Bone and Soft Tissue Surgery

Bone and Soft Tissue Surgery

Before dental implants can be placed, the jaw needs to have enough bone, good soft tissue, and enough space. When these criteria are unable to be met, our surgeons have many other techniques—including bone grafting and soft tissue grafting—to improve opportunities for success. With bone grafting, the goal is to provide adequate bone height and width for implant placement. With soft tissue grafting, the goal is to augment thin soft tissue, or to introduce tougher soft tissue when it’s lacking.

The list to the right is an abridged list of the most common bone and soft tissue surgery related procedures managed by the highly trained, diverse group of specialists at HNSA. It is for patient information only and is not meant to be all-inclusive.

Banked (allogeneic bone)

When there is not enough bone for implant placement, or when a tooth is extracted and an implant is planned for the future, our surgeons can use bone-grafting techniques to augment the deficiency or preserve the existing bone dimensions. The most common form of bone graft material is pre-processed and banked bone graft material. When using banked bone, our surgeons use allograft (bone from human donors).

Harvested Bone (autogenous bone)

Harvested bone is bone harvested from the patient at another surgical site. This form of bone graft has the advantage of having all three of the ideal components (calcium scaffold, growth factors, and osteoprogenitor cells). However, it also requires a second surgery site.

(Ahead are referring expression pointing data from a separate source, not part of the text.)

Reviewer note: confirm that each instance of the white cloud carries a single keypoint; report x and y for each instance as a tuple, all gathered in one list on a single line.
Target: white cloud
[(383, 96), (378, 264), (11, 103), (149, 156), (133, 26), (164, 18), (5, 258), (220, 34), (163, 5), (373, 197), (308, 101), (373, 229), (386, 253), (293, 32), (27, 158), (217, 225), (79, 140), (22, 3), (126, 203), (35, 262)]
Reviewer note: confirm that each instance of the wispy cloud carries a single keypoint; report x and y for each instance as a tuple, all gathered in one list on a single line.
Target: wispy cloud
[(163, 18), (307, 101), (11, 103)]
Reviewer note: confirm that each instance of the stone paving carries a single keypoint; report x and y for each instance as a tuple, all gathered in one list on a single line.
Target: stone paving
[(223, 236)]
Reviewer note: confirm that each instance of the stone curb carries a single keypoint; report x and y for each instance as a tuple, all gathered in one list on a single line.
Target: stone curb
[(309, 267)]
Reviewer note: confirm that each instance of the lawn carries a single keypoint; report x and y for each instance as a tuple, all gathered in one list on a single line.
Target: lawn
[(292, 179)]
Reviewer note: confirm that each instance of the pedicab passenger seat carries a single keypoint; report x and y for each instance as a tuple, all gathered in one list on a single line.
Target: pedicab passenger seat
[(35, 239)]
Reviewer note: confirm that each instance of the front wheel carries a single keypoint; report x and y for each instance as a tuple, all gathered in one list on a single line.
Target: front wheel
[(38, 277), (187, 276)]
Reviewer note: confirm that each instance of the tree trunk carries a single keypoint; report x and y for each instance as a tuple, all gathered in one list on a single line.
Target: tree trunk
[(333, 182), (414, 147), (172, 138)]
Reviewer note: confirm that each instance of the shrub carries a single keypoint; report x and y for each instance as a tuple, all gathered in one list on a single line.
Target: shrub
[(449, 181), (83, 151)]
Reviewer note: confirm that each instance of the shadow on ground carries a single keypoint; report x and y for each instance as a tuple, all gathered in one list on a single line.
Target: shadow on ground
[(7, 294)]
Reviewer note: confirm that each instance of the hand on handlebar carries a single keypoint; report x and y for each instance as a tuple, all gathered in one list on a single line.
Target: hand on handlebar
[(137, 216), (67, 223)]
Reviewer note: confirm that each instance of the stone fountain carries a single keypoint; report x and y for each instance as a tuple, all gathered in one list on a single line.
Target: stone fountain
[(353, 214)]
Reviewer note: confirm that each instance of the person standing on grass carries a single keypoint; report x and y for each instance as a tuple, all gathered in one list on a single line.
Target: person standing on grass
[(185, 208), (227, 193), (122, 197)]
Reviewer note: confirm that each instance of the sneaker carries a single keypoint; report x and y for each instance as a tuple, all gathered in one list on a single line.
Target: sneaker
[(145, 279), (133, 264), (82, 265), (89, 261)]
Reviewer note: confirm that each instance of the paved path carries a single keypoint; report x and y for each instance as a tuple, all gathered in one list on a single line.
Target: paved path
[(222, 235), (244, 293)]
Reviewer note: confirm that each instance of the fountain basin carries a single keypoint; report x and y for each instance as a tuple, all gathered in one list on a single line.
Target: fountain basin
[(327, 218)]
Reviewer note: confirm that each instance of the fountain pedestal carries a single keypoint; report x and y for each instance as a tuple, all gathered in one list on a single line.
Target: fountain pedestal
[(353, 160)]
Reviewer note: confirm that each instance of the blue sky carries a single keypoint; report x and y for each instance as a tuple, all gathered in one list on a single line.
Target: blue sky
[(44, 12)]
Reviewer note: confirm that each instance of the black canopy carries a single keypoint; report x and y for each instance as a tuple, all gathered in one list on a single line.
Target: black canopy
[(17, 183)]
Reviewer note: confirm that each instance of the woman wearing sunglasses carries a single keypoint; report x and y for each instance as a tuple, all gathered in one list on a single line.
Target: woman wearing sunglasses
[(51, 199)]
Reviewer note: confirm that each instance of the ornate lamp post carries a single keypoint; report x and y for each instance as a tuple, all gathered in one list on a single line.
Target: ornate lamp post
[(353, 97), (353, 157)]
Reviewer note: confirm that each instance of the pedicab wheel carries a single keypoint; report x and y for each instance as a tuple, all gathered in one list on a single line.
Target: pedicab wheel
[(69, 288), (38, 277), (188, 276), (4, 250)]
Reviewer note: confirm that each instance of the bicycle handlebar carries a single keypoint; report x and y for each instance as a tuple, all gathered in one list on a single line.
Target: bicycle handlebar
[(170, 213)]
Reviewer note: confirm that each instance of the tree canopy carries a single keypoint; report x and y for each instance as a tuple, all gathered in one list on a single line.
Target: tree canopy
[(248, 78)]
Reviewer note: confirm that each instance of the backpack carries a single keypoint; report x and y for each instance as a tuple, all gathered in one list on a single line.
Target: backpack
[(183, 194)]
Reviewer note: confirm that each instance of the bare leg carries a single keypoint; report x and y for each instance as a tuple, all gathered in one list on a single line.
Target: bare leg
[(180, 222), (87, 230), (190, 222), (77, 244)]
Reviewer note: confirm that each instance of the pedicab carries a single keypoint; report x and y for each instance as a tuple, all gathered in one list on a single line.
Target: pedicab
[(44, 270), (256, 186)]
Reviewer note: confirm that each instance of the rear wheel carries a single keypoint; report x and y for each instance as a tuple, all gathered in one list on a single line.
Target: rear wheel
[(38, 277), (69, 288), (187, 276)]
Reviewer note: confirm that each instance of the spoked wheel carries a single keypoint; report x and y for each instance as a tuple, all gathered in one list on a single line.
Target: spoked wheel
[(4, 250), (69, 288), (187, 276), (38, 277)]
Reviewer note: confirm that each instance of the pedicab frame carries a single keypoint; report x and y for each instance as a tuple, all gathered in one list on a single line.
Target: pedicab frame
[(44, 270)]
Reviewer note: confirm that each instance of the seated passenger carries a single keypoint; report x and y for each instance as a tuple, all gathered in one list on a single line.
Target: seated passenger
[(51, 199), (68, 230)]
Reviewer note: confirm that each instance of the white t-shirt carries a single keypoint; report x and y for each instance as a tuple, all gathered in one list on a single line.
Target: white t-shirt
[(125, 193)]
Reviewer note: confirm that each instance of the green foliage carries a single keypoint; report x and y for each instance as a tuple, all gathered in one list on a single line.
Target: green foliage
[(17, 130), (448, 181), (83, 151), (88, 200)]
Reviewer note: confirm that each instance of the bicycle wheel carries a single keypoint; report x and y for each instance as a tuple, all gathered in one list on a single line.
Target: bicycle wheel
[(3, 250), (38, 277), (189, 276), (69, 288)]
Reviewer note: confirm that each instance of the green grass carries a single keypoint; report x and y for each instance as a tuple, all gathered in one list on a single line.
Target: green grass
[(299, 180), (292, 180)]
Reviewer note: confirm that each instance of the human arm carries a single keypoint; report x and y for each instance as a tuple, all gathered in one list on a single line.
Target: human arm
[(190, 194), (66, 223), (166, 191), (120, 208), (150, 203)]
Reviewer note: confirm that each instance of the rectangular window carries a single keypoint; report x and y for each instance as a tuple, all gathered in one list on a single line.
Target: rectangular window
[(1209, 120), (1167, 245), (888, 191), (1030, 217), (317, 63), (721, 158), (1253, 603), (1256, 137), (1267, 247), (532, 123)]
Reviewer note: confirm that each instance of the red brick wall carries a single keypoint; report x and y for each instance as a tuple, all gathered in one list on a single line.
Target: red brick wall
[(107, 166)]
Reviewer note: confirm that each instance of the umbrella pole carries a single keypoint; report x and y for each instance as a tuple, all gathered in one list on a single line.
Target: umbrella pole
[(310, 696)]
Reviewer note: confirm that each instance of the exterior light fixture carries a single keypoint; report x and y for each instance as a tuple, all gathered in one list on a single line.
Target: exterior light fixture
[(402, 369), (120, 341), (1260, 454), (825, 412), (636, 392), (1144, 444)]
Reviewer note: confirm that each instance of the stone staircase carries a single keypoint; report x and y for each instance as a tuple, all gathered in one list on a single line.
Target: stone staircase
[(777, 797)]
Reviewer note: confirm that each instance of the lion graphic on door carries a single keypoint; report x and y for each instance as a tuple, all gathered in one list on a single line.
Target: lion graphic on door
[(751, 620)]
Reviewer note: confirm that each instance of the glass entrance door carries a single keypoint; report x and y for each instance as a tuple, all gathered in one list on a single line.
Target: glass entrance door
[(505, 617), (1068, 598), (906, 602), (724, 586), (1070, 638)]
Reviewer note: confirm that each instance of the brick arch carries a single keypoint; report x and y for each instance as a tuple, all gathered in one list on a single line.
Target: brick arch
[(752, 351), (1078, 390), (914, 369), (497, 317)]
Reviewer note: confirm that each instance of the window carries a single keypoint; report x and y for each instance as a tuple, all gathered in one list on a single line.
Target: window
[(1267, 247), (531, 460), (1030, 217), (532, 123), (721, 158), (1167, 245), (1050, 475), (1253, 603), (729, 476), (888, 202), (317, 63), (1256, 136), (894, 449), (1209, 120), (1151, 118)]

Ramus and Chin Donor Sites

When using harvested bone, ramus and chin are commonly used. One of the advantages of these harvest sites is that they are located within the mouth, leaving no external scars. However, the amount and quality of the bone is limited.

Iliac Crest Donor Site

The hipbone is an excellent source of a large amount of high quality bone. However, the surgical site is distant and leaves a small external scar along the hip line. Following surgery, there is also a moderate amount of pain and a brief period (1-2 weeks) of walking with a cane and limping.

Tibia Donor Site

The shin is a great source of primarily cancellous bone. The incision is quite small, and there is a moderate amount of postoperative pain and walking with a cane (about 1 week).

Gingival/Connective Tissue Grafting

When the tough gum tissue (keratinized gingiva) wrapped around your teeth is thin, there is a risk of recession around implants. In order to prevent the boundary between the implant and crown from becoming visible, we can perform a connective tissue graft to augment the gum’s thickness. This tissue can be harvested from the palate or there are also xenograft (made from porcine collagen) substitutes.

Vestibuloplasty

The vestibule is the space between your lip and your gums and serves as an important avenue for food and drink to flow while eating. It’s also necessary for dentures to seat and seal well. For long-time denture wearers, atrophy and loss of bone height can result in poorly fitting dentures because the vestibule often becomes shallow. A vestibuloplasty can increase the depth of the ‘valley’ of the vestibule, allowing for a better denture fit.

Removal of Tori

Many patients have bony outgrowths in their upper or lower jaws—called tori. For patients without teeth, these can impede denture fitting. We can remove these outgrowths, allowing your dentist or prosthodontist to make a denture that fits.